Division of Hematology-Oncology, Department of Medicine, Samsung Medical Center, Sungkyunkwan University School of Medicine, Seoul, Korea.
Samsung Genome Institute, Samsung Medical Center, Seoul, Korea.
Cancer Res Treat. 2019 Jan;51(1):408-412. doi: 10.4143/crt.2018.138. Epub 2018 May 23.
Epidermal growth factor receptor (EGFR)‒tyrosine kinase inhibitors (TKIs) are effective clinical therapeutics for EGFR-mutant non-small cell lung cancer (NSCLC). Osimertinib, a thirdgeneration EGFR TKI, has proven effective against T790M mutations. However, the vast majority of patients acquire resistance following successful treatment. A 59-year-old female patient with metastatic NSCLC developed resistance after 43 weeks of osimertinib. CancerSCAN of the metastatic liver lesion revealed a EGFR C797G mutation at an allele frequency of 72%, a preexisting T790M mutation (73%) in cis and an exon 19 deletion (87%). Another 53-year-old female patient developed systemic progression after 10 months of osimertinib. CancerSCAN of the lung biopsy identified an EGFR L718Q mutation at an allele frequency of 7%, concomitant PIK3CA E545K (12.90%) and preexisting EGFR L858R (38%), but loss of the T790M mutation. The heterogeneity of osimertinib resistance mechanisms warrants further investigation into novel or combination agents to overcome the rare acquired resistances.

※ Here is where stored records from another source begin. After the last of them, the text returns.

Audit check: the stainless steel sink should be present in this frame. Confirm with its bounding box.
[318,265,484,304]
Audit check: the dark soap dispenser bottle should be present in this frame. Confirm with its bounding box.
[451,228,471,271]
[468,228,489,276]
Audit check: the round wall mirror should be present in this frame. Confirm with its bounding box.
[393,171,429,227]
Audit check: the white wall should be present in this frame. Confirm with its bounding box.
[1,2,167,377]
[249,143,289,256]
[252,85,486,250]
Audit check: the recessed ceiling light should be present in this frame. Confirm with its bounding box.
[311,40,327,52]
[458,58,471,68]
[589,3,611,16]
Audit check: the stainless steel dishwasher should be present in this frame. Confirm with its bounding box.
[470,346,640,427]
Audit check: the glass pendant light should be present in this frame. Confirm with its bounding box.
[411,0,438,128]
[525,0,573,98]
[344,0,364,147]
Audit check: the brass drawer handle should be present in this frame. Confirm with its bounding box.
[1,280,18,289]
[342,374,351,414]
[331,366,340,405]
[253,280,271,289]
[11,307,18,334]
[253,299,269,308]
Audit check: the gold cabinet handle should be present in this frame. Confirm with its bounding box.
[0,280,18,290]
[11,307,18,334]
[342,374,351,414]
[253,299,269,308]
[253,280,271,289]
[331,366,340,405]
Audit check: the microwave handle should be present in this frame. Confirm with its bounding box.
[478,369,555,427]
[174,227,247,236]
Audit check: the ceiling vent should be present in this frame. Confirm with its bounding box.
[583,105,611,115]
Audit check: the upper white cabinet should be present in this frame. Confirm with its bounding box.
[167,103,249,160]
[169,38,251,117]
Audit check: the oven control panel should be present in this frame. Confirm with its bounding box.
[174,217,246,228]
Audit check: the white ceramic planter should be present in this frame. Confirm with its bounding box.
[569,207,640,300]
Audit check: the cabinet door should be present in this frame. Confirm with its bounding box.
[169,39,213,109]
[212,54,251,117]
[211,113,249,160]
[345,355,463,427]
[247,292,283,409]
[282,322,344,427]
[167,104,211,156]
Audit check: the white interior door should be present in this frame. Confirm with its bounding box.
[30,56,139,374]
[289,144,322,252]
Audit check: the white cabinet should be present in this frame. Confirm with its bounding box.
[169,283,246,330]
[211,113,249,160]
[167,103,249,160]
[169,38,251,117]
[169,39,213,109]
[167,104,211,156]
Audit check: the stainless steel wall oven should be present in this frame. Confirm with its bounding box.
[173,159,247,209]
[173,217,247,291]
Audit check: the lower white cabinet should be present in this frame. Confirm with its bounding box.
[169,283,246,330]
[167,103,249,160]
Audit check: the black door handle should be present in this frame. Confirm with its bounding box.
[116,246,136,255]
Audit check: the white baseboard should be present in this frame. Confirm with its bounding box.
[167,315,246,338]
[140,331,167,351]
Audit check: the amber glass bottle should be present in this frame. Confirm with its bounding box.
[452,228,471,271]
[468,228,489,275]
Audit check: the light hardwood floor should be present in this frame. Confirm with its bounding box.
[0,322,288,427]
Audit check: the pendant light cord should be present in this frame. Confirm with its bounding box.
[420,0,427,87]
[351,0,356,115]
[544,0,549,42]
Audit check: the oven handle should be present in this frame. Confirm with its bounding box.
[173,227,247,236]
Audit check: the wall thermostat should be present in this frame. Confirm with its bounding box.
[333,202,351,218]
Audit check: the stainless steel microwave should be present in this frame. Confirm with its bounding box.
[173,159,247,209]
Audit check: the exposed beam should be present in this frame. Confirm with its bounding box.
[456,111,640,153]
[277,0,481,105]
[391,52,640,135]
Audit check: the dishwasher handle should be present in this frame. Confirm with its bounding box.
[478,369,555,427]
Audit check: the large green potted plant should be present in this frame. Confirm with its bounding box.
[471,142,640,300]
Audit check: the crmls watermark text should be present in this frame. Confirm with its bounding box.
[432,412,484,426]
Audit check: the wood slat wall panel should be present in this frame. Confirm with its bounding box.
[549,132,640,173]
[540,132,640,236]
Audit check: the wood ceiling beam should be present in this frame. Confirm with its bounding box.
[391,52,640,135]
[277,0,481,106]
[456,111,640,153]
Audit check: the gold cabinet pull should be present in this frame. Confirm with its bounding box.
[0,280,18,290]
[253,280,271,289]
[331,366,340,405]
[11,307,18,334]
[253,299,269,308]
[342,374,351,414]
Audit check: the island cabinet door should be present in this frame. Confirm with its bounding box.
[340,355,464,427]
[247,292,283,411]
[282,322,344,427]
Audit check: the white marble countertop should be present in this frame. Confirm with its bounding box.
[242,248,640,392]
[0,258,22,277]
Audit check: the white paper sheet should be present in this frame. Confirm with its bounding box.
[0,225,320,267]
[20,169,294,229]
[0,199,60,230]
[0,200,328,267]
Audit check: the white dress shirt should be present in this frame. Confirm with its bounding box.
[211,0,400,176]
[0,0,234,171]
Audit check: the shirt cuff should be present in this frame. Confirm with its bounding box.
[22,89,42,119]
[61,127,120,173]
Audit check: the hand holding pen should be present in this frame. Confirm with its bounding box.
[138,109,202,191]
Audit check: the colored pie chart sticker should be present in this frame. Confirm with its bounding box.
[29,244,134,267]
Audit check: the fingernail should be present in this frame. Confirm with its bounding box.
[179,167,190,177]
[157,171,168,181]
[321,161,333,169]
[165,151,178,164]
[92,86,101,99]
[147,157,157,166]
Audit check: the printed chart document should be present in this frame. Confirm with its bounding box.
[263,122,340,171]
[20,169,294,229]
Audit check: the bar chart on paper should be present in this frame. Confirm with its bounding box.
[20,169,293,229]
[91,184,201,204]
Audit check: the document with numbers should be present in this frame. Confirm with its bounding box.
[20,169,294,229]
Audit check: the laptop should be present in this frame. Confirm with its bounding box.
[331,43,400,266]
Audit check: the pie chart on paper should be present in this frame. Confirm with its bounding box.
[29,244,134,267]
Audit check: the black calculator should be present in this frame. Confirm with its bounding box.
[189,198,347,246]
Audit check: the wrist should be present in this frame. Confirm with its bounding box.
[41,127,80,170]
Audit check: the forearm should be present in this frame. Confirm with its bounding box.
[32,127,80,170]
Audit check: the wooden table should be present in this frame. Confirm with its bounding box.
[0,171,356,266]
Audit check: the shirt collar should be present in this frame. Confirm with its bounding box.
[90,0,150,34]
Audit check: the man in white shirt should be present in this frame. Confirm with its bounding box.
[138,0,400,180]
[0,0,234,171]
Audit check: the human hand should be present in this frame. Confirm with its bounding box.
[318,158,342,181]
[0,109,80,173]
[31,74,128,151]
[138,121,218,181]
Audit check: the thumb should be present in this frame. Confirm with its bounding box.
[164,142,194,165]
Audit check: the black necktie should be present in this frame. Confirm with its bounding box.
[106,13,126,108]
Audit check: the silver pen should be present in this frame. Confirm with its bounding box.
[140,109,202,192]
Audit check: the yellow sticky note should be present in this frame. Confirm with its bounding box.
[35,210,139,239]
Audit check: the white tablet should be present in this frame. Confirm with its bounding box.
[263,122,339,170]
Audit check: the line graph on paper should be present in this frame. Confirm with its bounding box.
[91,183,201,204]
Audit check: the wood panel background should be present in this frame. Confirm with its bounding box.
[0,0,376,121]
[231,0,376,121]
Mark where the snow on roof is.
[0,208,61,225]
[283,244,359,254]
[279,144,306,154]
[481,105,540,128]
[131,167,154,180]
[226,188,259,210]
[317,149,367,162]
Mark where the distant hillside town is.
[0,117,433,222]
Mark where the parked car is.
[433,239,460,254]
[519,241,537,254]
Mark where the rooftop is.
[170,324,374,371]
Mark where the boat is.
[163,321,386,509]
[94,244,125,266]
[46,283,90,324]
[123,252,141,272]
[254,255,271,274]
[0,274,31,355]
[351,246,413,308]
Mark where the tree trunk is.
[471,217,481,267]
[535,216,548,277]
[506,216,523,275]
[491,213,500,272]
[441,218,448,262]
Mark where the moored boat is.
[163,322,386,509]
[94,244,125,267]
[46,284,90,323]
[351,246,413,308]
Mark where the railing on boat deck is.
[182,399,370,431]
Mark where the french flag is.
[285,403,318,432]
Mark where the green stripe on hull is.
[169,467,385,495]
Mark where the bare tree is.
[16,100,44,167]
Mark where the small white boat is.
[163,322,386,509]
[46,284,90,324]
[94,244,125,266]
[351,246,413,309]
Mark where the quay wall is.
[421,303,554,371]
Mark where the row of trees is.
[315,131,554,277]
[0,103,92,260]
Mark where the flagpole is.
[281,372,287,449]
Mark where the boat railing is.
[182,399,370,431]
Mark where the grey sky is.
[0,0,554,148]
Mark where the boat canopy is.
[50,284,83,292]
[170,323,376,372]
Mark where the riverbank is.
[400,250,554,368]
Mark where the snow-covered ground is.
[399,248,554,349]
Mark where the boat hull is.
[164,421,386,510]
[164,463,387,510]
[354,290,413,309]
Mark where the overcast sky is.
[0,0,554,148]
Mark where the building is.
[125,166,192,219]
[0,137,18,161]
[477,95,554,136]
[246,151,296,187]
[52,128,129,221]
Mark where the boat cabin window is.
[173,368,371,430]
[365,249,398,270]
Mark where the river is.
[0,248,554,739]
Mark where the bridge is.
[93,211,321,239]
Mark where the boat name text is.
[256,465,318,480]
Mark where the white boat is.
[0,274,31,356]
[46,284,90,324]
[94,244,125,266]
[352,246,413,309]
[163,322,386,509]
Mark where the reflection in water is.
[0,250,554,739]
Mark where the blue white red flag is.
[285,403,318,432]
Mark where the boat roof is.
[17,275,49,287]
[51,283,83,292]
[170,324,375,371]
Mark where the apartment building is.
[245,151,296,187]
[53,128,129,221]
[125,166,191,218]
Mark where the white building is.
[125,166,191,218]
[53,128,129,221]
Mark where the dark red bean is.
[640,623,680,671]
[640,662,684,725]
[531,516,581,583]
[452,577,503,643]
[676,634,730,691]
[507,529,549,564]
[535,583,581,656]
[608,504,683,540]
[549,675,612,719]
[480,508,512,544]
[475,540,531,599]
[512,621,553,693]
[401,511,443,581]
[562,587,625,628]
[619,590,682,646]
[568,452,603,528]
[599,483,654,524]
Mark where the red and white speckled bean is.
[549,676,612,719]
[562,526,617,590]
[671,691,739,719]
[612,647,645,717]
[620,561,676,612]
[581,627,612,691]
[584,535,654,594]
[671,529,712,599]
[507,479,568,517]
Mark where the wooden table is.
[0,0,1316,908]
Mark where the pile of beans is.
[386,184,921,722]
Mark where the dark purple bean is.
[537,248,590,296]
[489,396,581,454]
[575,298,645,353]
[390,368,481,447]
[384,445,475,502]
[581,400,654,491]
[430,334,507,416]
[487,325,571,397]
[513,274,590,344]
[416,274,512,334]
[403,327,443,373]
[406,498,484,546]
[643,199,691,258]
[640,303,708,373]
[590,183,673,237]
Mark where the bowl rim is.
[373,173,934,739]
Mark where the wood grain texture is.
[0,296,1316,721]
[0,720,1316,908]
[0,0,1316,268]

表皮生长因子受体(EGFR)-酪氨酸激酶抑制剂(TKI)是治疗 EGFR 突变型非小细胞肺癌(NSCLC)的有效临床疗法。奥希替尼是一种第三代 EGFR TKI,对 T790M 突变有效。然而,绝大多数患者在成功治疗后会产生耐药性。一名 59 岁的女性转移性 NSCLC 患者在接受奥希替尼治疗 43 周后产生耐药性。转移性肝脏病变的 CancerSCAN 显示 EGFR C797G 突变等位基因频率为 72%,顺式存在的 T790M 突变(73%)和外显子 19 缺失(87%)。另一名 53 岁的女性患者在接受奥希替尼治疗 10 个月后出现全身进展。肺活检的 CancerSCAN 显示 EGFR L718Q 突变等位基因频率为 7%,同时存在 PIK3CA E545K(12.90%)和先前存在的 EGFR L858R(38%),但 T790M 突变丢失。奥希替尼耐药机制的异质性需要进一步研究新型或联合药物以克服罕见的获得性耐药。